Lack of service connection. The VA could not establish a nexus between your current disability and your military service. This is the most common basis for denial, and it requires medical evidence linking your current diagnosis to an in-service event, injury, or illness. Without a medical nexus opinion from a qualified physician, service connection claims frequently fail even when the connection seems clear.

Insufficient medical evidence. Your claim lacked the clinical documentation needed to support the disability rating or benefit requested. The VA assigns disability ratings based on severity — a well-documented claim with current clinical findings results in a higher rating than one supported only by service records.

Missed deadlines or incomplete forms. Administrative errors, including missing signatures on VA Form 21-526EZ, failure to respond to a VA development letter, or missing the deadline to respond to a Request for Plyler Notice, can trigger denials or rating reductions. These procedural denials are often correctable.

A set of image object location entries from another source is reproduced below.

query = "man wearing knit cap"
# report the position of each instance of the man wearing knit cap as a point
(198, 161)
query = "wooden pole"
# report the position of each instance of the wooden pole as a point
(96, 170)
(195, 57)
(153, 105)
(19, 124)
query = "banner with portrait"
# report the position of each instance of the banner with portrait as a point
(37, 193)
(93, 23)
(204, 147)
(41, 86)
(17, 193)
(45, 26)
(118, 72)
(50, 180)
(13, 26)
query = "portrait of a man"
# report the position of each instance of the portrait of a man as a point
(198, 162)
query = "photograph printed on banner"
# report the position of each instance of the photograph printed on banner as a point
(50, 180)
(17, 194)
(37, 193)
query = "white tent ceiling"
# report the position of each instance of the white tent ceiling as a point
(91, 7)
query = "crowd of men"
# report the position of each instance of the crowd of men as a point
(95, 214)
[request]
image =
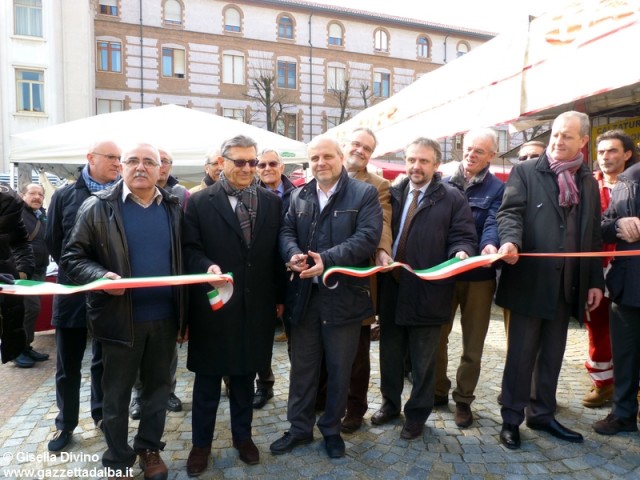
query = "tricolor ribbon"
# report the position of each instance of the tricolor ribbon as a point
(29, 287)
(455, 266)
(219, 296)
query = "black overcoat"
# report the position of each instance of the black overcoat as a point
(238, 338)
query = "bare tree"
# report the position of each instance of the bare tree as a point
(366, 94)
(263, 89)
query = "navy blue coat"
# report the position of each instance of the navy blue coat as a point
(345, 233)
(442, 226)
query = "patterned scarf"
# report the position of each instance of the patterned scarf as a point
(566, 170)
(247, 206)
(94, 186)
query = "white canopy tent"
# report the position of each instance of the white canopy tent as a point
(559, 61)
(188, 134)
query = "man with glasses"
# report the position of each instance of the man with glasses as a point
(170, 184)
(211, 171)
(271, 173)
(132, 230)
(474, 290)
(531, 150)
(69, 311)
(231, 226)
(359, 147)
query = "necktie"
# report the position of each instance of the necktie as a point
(402, 243)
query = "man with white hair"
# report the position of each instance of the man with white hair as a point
(132, 230)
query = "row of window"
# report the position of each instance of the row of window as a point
(109, 59)
(286, 27)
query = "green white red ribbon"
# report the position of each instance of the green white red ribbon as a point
(29, 287)
(455, 266)
(219, 296)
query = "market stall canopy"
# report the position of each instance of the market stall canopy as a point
(559, 61)
(188, 134)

Condition deemed not severe enough. Even when service connection is accepted, the VA may assign a 0% disability rating — acknowledging the connection but providing no compensation. A 0% rating can be increased by submitting updated medical evidence documenting current severity against the VA Rating Schedule (38 C.F.R. Part 4).

Failure to report for a C&P exam. If you missed a Compensation and Pension (C&P) examination without rescheduling, the VA may deny your claim for lack of evidence. If you missed a C&P exam due to circumstances beyond your control, submit an explanation with documentation and request rescheduling.

Presumptive condition not listed. Some conditions are presumptively service-connected for veterans who served in specific theaters (Agent Orange exposure, Gulf War illness, radiation exposure, toxic exposure under the PACT Act). If your condition qualifies for presumptive service connection under 38 C.F.R. § 3.309 or the PACT Act (Public Law 117-168) but was not evaluated under that framework, the denial may be correctable through a supplemental claim.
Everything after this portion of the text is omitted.